Les clichés pareils sont les mêmes selon qu’on est à Kolofata, Guider ou Koza. Dans les coins comme Mokolo, Soulé- Roua, Tokombéré et Mora, on estime avoir déjà atteint le fond en ce qui concerne l’accès à l’eau. « Dès que tu creuses deux mètres, tu rencontres des pierres partout. Et là où on peut creuser jusqu’à 60 mètres de profondeur, on ne trouve toujours rien. On se trouve dans des zones si enclavées que même si l’Etat voudrait y construire un forage, il ne pourra le faire. Pourtant, c’est dans ces zones que les populations vivent un calvaire. Il faut aller chercher l’eau à pied et se lever tôt tout en espérant en trouver, sinon, il faudra attendre le petit matin du lendemain », se lamente Demagai Djongofay, une ménagère de Soulédé qui ironise que boire de l’eau ici est plus qu’un luxe.

Morts d’homme

Au-delà des désagréments et autres maladies hydriques engendrés par l’indisponibilité de ce précieux liquide, ils débouchent le plus souvent par la mort des populations. Un fait d’actualité en administre la preuve. Le 1er avril dernier, à Kolofata, quatre enfants d’un même père ont succombé suite à l’éboulement d’un puits traditionnel à côté duquel leur mère faisait la lessive à Wolordé. Les chercheurs d’eau doivent également faire attention aux bêtes sauvages et autres reptiles qui se disputent des points d’eau au petit matin. C’est notamment le cas à Soulédé-Roua.

Les puits creusés de façon artisanale qui s’écroulent sous des individus, des émanations de gaz toxiques qui causent la mort de plusieurs personnes ici et là, des bousculades et les éternelles attentes aux points d’eau, des rivières communément appelés mayos qui tarissent les 8 mois de la saison sèche durant ; la liste des désagréments liés au problème d’eau dans la région de l’Extrême-Nord Cameroun, est loin d’être exhaustive.

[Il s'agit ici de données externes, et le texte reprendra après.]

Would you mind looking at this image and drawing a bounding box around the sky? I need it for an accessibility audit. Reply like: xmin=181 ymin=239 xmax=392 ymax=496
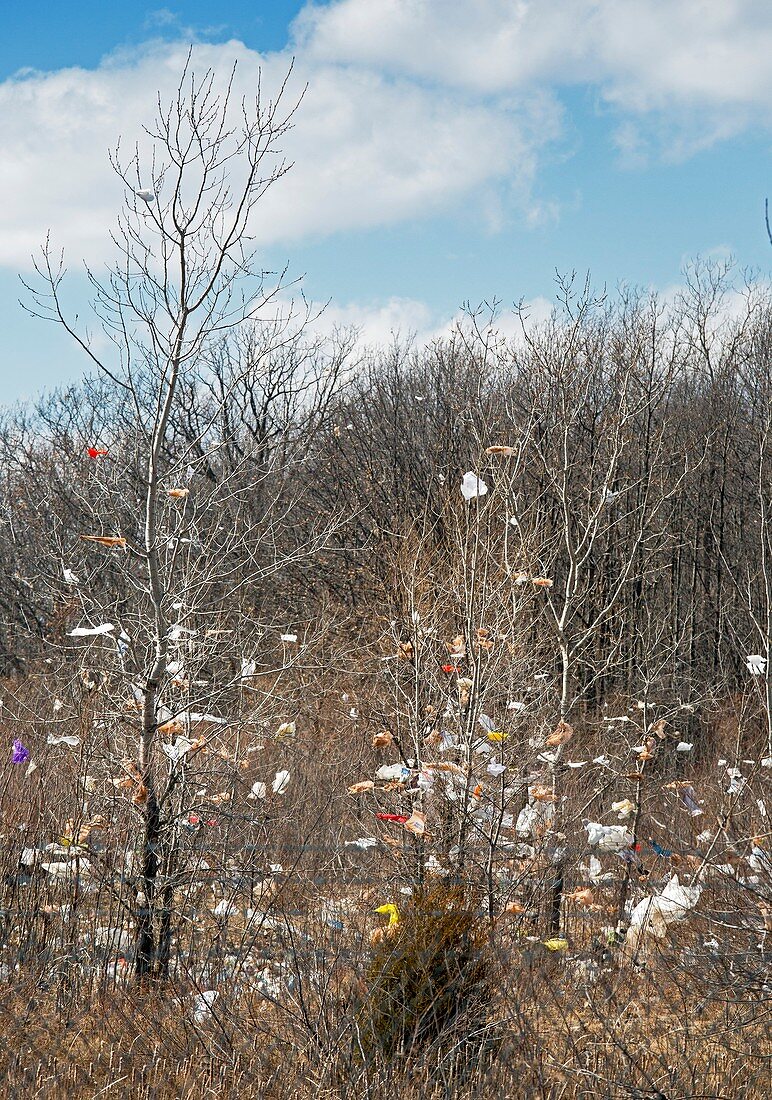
xmin=0 ymin=0 xmax=772 ymax=404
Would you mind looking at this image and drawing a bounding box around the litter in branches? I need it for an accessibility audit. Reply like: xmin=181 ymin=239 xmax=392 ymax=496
xmin=461 ymin=471 xmax=488 ymax=502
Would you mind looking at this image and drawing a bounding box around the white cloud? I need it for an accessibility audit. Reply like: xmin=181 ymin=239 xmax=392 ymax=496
xmin=294 ymin=0 xmax=772 ymax=109
xmin=311 ymin=297 xmax=554 ymax=348
xmin=0 ymin=42 xmax=560 ymax=267
xmin=0 ymin=0 xmax=772 ymax=270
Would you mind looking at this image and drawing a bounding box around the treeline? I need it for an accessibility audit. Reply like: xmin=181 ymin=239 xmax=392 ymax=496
xmin=0 ymin=266 xmax=772 ymax=704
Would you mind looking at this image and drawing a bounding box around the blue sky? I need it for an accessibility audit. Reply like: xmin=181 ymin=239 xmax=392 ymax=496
xmin=0 ymin=0 xmax=772 ymax=403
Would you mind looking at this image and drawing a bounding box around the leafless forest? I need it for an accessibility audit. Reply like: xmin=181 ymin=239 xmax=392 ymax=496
xmin=0 ymin=62 xmax=772 ymax=1100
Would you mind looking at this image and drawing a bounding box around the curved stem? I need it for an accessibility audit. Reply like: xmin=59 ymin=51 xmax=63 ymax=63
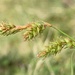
xmin=52 ymin=26 xmax=75 ymax=41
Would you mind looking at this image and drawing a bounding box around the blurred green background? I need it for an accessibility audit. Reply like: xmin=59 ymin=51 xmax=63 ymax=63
xmin=0 ymin=0 xmax=75 ymax=75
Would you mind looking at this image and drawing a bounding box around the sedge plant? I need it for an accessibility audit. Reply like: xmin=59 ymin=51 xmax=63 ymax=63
xmin=0 ymin=22 xmax=75 ymax=57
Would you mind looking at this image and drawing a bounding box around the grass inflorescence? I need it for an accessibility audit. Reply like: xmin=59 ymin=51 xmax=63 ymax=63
xmin=0 ymin=22 xmax=75 ymax=57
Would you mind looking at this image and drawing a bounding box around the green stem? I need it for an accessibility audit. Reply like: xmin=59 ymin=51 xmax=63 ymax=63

Pour se ravitailler dans les rares points accessibles, les habitants utilisent des ânes, des bicyclettes et des motos afin de parcourir de longues distances sous un soleil de plomb. «Le problème d’eau se pose parce que tous les points d’eau réunis ne peuvent pas satisfaire la demande qui est de plus en plus grande en raison de la démographie de cette région qui croit de façon exponentielle. L'info claire et nette. On boit beaucoup d’eau en période de chaleur. Or, ces régions ont un climat très accidentel qui a du mal à retenir l’eau et une pauvre nappe phréatique à cause du climat capricieux. Je crois qu’une extension du réseau de la Camwater serait la solution la plus adéquate », croit savoir un ingénieur spécialisé dans les travaux hydrauliques. S’il faut ajouter à tout cela les maladies hydriques comme le choléra et la bilharziose provoquées par la consommation des eaux impropres, lesquelles ont fait des dizaines de centaines de morts dans les régions du Nord et de l’Extrême-Nord, le pire est à craindre.